Lettre 379 : Charles Drelincourt à Pierre Bayle
L’erreur de fait étant éfacée, et le mérite inconnu étant reconnu, tout-ira bien, Dieu aidant [1].
Ce n’est point de la plume, mais du cœur, que je vous avois dispensé d’une réponse [2]. Car, de bonne-foy, Monsieur, je vous plains dans votre travail excessif ; et vous y succomberez, si vous ne vous-y ménagez-pas.
Il faut avoir le discernement aussi-fin que vous l’avez, Monsieur, pour m’avoir reconnu dans des billets qu’une Excellence de La Haye vous a envoyez. C’est un récit, ou un raport de l’état de feuë Mademoiselle la comtesse de Bréderode, qui est morte icy, et qui étoit la belle sœur de Mr le marquis de Mompouïllan, mon ancien amy, et avec qui il paroit par mon 1 er billet que je m’étois entretenu [3].

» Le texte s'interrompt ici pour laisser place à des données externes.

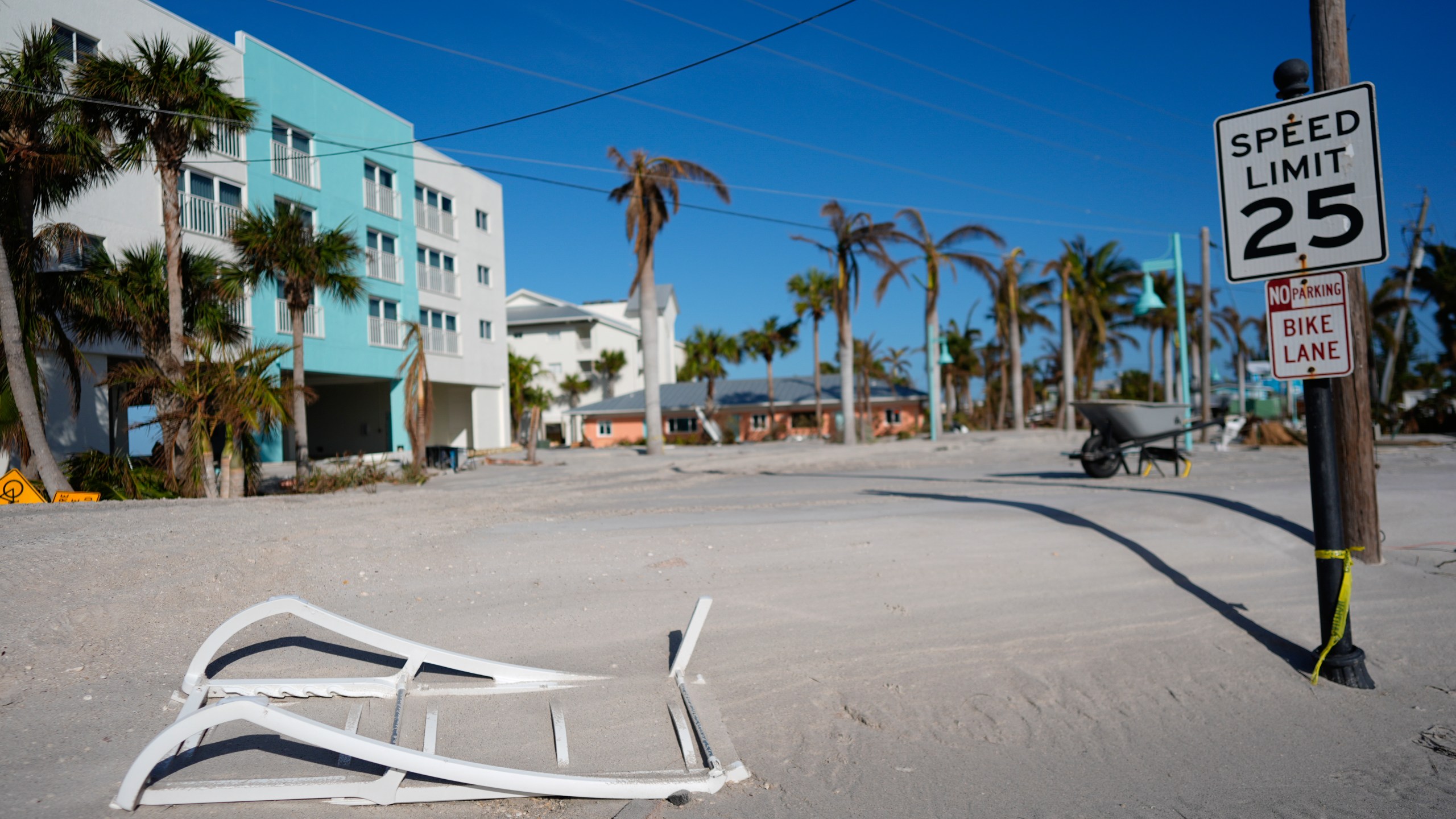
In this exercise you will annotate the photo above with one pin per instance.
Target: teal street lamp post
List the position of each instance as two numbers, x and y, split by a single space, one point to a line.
1174 263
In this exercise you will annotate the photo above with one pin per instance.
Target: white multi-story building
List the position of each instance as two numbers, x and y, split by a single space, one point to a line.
432 232
568 338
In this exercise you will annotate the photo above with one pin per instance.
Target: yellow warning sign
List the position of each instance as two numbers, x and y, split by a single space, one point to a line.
15 489
76 498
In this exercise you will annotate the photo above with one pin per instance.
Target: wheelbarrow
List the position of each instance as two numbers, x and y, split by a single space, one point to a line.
1122 426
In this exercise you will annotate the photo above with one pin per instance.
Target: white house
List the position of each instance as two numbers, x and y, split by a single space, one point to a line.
568 338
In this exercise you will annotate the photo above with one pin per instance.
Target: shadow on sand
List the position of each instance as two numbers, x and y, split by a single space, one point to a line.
1296 656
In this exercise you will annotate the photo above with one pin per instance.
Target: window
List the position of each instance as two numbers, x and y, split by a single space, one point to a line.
75 46
435 212
293 155
682 424
383 324
289 136
379 190
436 271
209 205
440 331
72 253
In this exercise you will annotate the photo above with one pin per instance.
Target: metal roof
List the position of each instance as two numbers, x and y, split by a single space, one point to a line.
797 391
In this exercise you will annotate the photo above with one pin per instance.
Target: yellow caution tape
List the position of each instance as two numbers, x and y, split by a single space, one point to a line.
1342 605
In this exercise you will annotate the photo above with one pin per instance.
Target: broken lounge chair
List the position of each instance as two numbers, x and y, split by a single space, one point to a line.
378 771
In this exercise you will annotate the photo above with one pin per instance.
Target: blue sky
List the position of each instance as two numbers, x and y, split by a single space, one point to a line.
1108 135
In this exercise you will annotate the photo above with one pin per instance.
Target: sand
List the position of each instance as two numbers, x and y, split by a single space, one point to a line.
969 628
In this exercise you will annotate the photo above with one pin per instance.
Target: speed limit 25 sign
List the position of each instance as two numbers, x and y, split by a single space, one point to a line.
1299 185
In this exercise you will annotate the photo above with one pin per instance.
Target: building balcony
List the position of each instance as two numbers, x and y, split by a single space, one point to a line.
443 341
293 164
433 219
312 320
385 333
380 198
207 216
437 280
385 267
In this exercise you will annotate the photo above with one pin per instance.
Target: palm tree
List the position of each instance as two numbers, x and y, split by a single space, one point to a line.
1017 309
171 102
852 237
233 391
651 184
706 351
766 343
938 255
420 394
573 388
50 152
126 299
1232 325
522 374
283 248
607 366
1101 314
813 293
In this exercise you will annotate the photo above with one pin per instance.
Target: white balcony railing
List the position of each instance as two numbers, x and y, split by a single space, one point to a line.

Comme cette Académie fourmille d’envieus, l’on y crevoit de dépit de ce que la défunte rejettoit tous les autres médecins. L’on a donc eté ravy de pouvoir publier qu’on avoit trouvé ma malade morte dans son lit.
Je replique qu’il me sufit d’avoir un si bon-garent et un si fidéle dépositaire de mes pensées que Mr ** qu’il n’y a pas-un / de mes billets qui se démente : qu’on les confronte tous, qu’ils sont tous-funestes, et même ceus qui sont écrits lors que les aparences nous flatoient le-plus etc.
Sic pag[es] 30 40 42 où j’écris en des termes de la guerre à mon guerrier, et où je luy raporte une comparaison de Vienne assiégée, qui a confondu ceus qui luy promettoient une guérison de M le sa soeur [4].
Je crois donc, Monsieur, qu’il sufit de dire qu’ une personne de qualité, étant malade hors de chez-soy, son médecin a pris la péne d’en écrire, tous les jours, au beau-frére de la malade quelques billets, qui sont autant de pronostics • fidéles, non seulement de la mort, mais du genre de mort, qui luy a ravy son illustre d[emoisel]le etc. Car ce n’est-pas à des gens de vostre trempe, Monsieur, qu’on trace un plan de ce qu’ils doivent construire.
Puis-que vous acceptez mon cœur et mon estime, mon amour ne sera plus un amour, mais une amitié. •
Notes :
[1] Drelincourt avait eu l’impression fausse que Bayle était hostile à l’égard de Jacques Du Rondel : en lisant les NRL, il s’est convaincu de son erreur : voir Lettre 377.
[2] Voir la Lettre 377, où Drelincourt dispensait Bayle de répondre.
[3] Il s’agit sans doute de Sophie de Brederode (1620-1678), épouse de Christian-Albrecht de Dohna ; elle était la sœur d’ Amélia Wilhelmina, épouse d’ Armand Nompar de Caumont, marquis de Montpouillan : sur elle voir Lettre 26, n.2. Après une carrière militaire, Montpouillan se retira en Hollande au moment de la révocation de l’Edit de Nantes : voir Lettre 244, n.37.
[4] Charles Drelincourt, De feminarum ovis, p.30, 40, 42.